In Chengdu there are dozens of little shops serving dou tang fan; it's yet another dish that I don't know from our long-ago English teaching days. The first time I saw the characters, which literally translate to 'bean, soup, rice', I wondered if the dish might be sweet, warm, and made with red or mung beans, like the dessert-ish soups we often find in Southeast Asia.
Not so, not in the slightest. Dou tang fan is a savory cross between congee and a Western bean soup, and it's main ingredient is wan dou (豌豆 - dried garden peas, from the same plant which sprout dou miao/豆苗, the delicious pea leaves and tendrils that are a staple green veggie in Sichuan).
Dou tang fan is assembled to order: the wan dou, already stewed to baked beans consistency, are dished up from a big pot and stirred into hot broth. Finely shredded chicken, sliced napa cabbage, and rice are added and the soup is simmered just long enough to barely soften the cabbage.

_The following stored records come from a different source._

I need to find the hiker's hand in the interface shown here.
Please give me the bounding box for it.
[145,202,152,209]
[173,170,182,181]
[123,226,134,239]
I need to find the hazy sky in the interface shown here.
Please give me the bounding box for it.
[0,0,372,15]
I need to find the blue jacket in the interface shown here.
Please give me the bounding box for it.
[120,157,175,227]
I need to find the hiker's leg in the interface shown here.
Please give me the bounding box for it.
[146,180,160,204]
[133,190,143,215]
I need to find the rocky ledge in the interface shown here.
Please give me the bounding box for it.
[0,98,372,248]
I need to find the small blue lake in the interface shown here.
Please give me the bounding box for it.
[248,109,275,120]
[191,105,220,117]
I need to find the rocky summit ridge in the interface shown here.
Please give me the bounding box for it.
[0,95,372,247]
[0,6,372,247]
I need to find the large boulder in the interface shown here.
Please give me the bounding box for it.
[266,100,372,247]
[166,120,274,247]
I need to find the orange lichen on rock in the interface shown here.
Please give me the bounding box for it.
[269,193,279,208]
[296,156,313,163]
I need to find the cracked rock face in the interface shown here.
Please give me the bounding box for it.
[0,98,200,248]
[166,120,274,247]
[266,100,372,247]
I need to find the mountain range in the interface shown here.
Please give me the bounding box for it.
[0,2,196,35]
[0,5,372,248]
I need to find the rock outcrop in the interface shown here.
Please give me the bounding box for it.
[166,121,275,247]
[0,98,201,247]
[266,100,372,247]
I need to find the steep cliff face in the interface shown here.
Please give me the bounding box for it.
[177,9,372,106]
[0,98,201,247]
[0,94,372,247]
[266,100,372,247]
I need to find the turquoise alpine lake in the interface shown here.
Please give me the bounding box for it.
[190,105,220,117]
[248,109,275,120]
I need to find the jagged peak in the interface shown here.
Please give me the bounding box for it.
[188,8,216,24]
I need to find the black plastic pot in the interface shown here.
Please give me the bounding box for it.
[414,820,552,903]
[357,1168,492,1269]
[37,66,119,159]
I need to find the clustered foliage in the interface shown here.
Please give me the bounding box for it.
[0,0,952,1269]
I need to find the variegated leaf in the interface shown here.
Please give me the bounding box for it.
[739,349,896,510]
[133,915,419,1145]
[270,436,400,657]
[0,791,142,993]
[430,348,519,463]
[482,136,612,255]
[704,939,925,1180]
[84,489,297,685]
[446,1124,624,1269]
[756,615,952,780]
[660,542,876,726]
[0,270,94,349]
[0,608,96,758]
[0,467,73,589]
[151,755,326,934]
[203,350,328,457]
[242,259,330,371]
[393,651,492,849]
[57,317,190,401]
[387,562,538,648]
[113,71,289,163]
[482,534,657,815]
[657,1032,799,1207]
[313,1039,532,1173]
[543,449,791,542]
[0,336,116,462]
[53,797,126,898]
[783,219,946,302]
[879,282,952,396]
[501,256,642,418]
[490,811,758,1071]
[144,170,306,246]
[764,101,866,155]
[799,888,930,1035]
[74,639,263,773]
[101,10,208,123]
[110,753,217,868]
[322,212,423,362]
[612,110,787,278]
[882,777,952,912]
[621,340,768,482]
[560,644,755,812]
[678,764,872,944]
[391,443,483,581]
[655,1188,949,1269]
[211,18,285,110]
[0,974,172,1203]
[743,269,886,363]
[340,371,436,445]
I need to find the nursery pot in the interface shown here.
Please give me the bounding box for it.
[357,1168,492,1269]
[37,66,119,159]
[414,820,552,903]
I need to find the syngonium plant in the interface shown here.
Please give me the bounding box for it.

Right before serving it's seasoned with a bit of black pepper and sliced scallions.
Anyone who likes congee or Western-style bean soup would adore this dish. If you enjoy both -- as I do -- then it's a double-whammy slam dunk guaranteed to send you into spasms of ecstacy. (OK, maybe it's not quite that good. Close, though.)
The starch from the rice and the wandou thicken the flavorful broth and the cabbage brightens the intensely hearty flavors. As I hung my head in the vapors rising from my bowl and slurped up beans, rice, and greens, I couldn't imagine any food more suited to a tender tummy.
By the time I'd eaten half my dou tang fan I was dipping chopsticks into Dave's order of the shop's other specialty: ban ji pian (拌鸡 片), a beloved Sichuanese spicy cold dish of thinly sliced chicken bathed in chili oil seasoned with ground Sichuan peppercorns and raw garlic.
And just like that, I was back on the pony.
Jin Popo Shouzhang Mian, Xiaojiahe Jie (Xiaojiahe Street) almost at
the corner with Xiaojiahe Bei Jie (Xiaojiahe North Street). Look for a
double-front shop and, in front of the prep window, a big brown pot o' beans.